It seems a new controversial parenting book is released every few months or so. The Sibling Effect: What the Bonds Among Brothers and Sisters Reveal About Us by Jeffrey Kluger says parents definitely choose favorites, and he has the science to back it up.
While I know from talking to some of my friends that parents do have favorites, I don’t think all parents have them. I also suspect that parents want to treat all of their children the same. It’s just they run out of money and can’t buy every kid a new car, or a child has a need the others don’t require. Or, fill-in-the-blank.
I have a younger brother. He was mama’s boy, and I was daddy’s little girl. Did either of us get more attention than the other? I don’t think so. We liked different activities and excelled in different ways. I don’t think I ever complained to my parents that he got something I did not. My brother and I were pretty tight back then. We were punished together, since we usually got in trouble together. We are three years apart and remain close. I’d like to think part of the reason is we were raised together, not differently.

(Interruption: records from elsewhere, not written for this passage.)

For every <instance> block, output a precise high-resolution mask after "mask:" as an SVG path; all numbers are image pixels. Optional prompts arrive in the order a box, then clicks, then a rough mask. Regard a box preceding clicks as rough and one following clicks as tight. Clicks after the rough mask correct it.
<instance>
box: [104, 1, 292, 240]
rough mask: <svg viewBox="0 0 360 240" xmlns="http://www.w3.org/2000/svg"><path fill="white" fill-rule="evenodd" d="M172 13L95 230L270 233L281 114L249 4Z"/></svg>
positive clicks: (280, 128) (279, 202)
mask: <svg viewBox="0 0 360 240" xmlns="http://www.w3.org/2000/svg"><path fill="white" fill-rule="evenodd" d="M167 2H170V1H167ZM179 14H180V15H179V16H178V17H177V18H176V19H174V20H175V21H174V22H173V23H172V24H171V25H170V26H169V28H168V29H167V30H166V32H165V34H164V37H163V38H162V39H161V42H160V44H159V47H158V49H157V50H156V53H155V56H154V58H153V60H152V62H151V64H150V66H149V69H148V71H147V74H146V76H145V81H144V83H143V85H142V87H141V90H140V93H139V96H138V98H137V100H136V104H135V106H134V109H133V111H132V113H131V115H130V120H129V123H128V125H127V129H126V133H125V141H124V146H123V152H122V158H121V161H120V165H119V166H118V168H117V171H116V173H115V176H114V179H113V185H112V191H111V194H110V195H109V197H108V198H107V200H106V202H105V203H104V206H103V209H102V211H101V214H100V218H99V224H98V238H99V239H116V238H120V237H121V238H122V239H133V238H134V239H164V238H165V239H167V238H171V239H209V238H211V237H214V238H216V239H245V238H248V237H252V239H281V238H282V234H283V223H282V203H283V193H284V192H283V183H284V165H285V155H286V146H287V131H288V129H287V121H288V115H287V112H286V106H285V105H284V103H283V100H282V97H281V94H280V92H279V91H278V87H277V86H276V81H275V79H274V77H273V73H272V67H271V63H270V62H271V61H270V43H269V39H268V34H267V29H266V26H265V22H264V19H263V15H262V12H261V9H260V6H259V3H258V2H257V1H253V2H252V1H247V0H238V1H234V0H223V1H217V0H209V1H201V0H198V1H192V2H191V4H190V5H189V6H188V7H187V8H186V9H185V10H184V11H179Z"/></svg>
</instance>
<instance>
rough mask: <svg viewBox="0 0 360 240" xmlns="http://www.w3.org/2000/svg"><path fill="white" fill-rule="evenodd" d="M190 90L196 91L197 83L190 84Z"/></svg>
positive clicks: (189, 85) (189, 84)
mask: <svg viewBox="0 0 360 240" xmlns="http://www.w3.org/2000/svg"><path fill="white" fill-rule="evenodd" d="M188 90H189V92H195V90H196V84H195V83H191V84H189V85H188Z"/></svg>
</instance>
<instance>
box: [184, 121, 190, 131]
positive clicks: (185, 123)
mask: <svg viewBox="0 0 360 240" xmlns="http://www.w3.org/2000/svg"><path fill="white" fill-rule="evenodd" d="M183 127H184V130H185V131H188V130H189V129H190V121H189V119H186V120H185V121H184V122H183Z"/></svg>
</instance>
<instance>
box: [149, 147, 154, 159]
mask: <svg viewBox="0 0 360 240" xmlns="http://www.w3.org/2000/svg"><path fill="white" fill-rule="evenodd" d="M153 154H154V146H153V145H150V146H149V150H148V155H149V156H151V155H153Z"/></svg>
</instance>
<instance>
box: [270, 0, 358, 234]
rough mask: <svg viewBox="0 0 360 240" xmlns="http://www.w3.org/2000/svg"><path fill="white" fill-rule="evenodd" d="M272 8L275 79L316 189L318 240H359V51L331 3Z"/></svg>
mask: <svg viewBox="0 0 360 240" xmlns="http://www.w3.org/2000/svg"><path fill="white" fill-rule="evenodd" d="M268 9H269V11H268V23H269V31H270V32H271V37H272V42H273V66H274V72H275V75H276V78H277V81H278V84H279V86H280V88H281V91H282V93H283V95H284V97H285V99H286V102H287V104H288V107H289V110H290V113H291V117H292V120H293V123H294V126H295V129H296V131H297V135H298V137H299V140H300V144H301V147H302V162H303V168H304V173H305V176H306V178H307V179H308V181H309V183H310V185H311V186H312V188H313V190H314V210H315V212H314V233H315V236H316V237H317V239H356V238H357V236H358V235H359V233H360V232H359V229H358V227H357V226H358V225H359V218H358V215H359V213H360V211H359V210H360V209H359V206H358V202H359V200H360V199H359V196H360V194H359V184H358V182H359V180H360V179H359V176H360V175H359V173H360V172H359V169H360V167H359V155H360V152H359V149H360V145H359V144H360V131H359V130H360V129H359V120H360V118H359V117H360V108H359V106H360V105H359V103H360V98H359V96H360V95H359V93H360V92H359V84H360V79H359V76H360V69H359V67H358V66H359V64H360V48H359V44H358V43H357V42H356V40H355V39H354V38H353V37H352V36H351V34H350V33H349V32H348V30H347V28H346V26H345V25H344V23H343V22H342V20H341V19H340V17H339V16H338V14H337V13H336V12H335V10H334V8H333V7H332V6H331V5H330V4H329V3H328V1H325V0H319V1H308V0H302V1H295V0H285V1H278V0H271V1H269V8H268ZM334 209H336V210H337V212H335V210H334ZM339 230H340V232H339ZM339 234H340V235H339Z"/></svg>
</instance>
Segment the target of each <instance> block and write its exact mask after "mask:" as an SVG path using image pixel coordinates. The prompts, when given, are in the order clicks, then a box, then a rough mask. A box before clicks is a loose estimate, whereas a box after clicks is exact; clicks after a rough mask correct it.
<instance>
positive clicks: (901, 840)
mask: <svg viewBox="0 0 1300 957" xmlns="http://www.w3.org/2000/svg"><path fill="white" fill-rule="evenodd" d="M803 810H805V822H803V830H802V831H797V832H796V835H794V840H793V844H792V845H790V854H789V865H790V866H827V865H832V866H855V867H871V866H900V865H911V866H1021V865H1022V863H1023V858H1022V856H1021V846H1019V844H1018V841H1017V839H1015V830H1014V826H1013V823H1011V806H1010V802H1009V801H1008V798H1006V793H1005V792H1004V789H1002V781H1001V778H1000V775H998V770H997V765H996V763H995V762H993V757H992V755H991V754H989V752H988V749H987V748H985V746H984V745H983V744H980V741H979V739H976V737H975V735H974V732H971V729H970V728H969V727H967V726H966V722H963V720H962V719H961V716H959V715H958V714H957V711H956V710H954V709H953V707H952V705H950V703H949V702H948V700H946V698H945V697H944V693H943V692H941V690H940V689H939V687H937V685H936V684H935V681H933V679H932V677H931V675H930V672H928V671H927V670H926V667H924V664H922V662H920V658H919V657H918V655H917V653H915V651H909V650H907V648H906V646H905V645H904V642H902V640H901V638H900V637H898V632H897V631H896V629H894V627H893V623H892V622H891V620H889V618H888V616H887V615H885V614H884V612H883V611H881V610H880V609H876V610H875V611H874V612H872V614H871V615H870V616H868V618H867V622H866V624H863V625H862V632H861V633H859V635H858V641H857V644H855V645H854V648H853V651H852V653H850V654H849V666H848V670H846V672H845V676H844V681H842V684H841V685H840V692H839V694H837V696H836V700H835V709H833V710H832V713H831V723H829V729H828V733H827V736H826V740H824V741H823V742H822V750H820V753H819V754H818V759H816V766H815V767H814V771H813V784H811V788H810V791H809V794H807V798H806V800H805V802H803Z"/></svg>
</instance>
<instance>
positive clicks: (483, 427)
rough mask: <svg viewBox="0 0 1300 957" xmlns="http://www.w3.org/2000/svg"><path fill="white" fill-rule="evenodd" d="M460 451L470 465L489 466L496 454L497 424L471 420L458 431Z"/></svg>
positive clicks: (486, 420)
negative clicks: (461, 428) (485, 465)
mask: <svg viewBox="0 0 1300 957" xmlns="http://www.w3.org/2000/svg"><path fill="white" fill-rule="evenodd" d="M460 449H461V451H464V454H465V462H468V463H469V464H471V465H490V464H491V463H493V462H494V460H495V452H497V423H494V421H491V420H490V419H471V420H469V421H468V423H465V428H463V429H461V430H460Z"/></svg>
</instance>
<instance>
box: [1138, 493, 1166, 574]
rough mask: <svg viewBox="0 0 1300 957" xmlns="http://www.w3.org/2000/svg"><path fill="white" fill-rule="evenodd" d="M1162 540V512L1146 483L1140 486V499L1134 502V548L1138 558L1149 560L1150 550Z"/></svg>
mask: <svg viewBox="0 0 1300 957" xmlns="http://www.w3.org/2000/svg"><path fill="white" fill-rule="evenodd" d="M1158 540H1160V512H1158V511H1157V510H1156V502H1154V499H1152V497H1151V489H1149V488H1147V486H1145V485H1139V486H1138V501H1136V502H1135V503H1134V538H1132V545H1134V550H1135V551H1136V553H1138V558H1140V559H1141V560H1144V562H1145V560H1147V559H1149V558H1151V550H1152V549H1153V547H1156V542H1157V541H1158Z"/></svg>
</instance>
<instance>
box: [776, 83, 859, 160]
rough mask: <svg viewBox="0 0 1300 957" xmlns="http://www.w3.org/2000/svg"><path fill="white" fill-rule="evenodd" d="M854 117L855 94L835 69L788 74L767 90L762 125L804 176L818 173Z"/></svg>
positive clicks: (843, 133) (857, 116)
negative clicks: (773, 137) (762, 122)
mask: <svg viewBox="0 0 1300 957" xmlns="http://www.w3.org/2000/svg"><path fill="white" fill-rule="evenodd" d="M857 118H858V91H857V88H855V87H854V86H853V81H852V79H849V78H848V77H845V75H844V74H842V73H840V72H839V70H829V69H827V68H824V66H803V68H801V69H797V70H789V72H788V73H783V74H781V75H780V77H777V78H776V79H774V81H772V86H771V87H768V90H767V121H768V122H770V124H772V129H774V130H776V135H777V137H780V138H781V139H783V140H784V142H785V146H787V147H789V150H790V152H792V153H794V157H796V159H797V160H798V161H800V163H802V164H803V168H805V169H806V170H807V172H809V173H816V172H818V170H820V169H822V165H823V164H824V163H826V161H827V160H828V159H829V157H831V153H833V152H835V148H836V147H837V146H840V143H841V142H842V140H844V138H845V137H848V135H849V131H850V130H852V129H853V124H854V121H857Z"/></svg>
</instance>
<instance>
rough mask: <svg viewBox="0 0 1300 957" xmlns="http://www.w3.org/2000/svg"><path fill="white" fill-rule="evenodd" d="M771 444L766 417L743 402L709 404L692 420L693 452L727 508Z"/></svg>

We have made an effort not to pick favorites. (Ken jokes that he favors the child who is not having a meltdown or a fit or whatever their stubborn times are called.) What we do for one we do for the other. If we don’t, we will surely hear about it. That means Nadia has gotten some gifts before the box said it was age appropriate. On the flip side, Simone has had to wait a while for a gift until we knew it was safe for Nadia. Nadia does wear some of her sister’s previously loved and worn clothes, but she gets plenty of new items.
Perhaps Ken and I are still in the “crack-up” phase and don’t have time to pick favorites. We laugh a lot around here because Simone and Nadia are hilarious. The laughter helps us keep our parenting sanity.
After we’ve gone through the I’m-embarrassed-by you phase and the teen-age boy phase and whatever phase I can’t even imagine, then maybe we will have a favorite. I doubt it. I love my girls for who they are, no matter what the research says.
Weigh in. Do parents choose favorites?